Setting up a Shingle

I’ve written before about the hit that marketing, advetising, and public relations takes during a recession. I serve on the Board for PRSA-MD, and half of the Board members have gotten laid off this year. This statistic is also high for our members. With a plethora of talented advertising, marketing, and public relations professionals glutting the workforce, hitting up against a limited number of available jobs, particularly for senior-level professionals, it’s no wonder that more and more advertising, marketing, and public relations mavens are deciding to set up shop on their own.

Some advice:

Find your niche. Have you dealt with alot of restaurants? Maybe a larger percentage of your past work has been with automotive? Do you have alot of experience planning large events? Small events? Whatever it is, find your niche, and market it. Just like any large company, you need to differentiate yourself from all the other sole practitioners out there.

Professionalism. Answer voicemails and e-mails promptly. Put together a slick Web site. Have business cards made up. From day one, put your best foot forward – after all, in this industry, more than any other (other than the straight beauty industry), impressions have a huge impact.

Hit up your contacts. Hey, it can’t hurt, and it may even help. Get the word out that you’re providing your considerable knowledge and experience under your own name. You never know who knows who, or who has heard of what opportunity.

Network. Join a professional group, join a local networking group, attend career educational events. Come armed with business cards.

Elevator speech.
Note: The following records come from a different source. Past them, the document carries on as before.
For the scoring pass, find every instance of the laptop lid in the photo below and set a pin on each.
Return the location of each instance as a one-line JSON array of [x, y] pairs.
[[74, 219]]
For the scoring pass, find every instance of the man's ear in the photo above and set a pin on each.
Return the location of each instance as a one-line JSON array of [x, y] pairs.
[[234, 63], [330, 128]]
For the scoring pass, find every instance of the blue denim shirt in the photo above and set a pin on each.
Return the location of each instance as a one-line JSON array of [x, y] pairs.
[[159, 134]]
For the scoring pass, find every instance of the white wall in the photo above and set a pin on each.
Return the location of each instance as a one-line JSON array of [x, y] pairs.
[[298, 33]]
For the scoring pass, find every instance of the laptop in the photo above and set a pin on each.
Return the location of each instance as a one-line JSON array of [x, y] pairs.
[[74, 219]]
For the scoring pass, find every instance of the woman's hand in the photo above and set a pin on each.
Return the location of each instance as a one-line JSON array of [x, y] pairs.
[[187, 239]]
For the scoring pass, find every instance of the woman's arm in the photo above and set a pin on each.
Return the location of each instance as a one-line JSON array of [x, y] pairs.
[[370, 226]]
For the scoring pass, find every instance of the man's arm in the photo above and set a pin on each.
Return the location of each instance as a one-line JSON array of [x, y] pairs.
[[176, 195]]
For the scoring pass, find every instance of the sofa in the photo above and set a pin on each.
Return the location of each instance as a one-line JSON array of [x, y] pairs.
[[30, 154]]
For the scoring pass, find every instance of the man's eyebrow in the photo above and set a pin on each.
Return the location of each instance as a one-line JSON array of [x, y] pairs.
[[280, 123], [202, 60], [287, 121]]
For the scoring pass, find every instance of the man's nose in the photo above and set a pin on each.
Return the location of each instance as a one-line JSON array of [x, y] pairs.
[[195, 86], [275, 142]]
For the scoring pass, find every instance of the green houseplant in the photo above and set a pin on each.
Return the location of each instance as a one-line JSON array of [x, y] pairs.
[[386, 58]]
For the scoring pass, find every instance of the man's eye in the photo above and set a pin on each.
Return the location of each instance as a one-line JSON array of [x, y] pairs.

Have your standard ‘elevator speech’ – a one or two sentence description of what your company does, and why you do it better than anyone else – down pat.

Essentially, start out with how you want to finish. Take the time to put together a business plan – it will guide all your decisions.

Good luck!

1 thought on “Setting up a Shingle

  1. Great advice – especially the networking. I personally found that the key to our current success. And there’s another reason to network – when you hang out a shingle you’re generally pretty alone. Your network can provide a sounding board, a comfort zone and way to get out.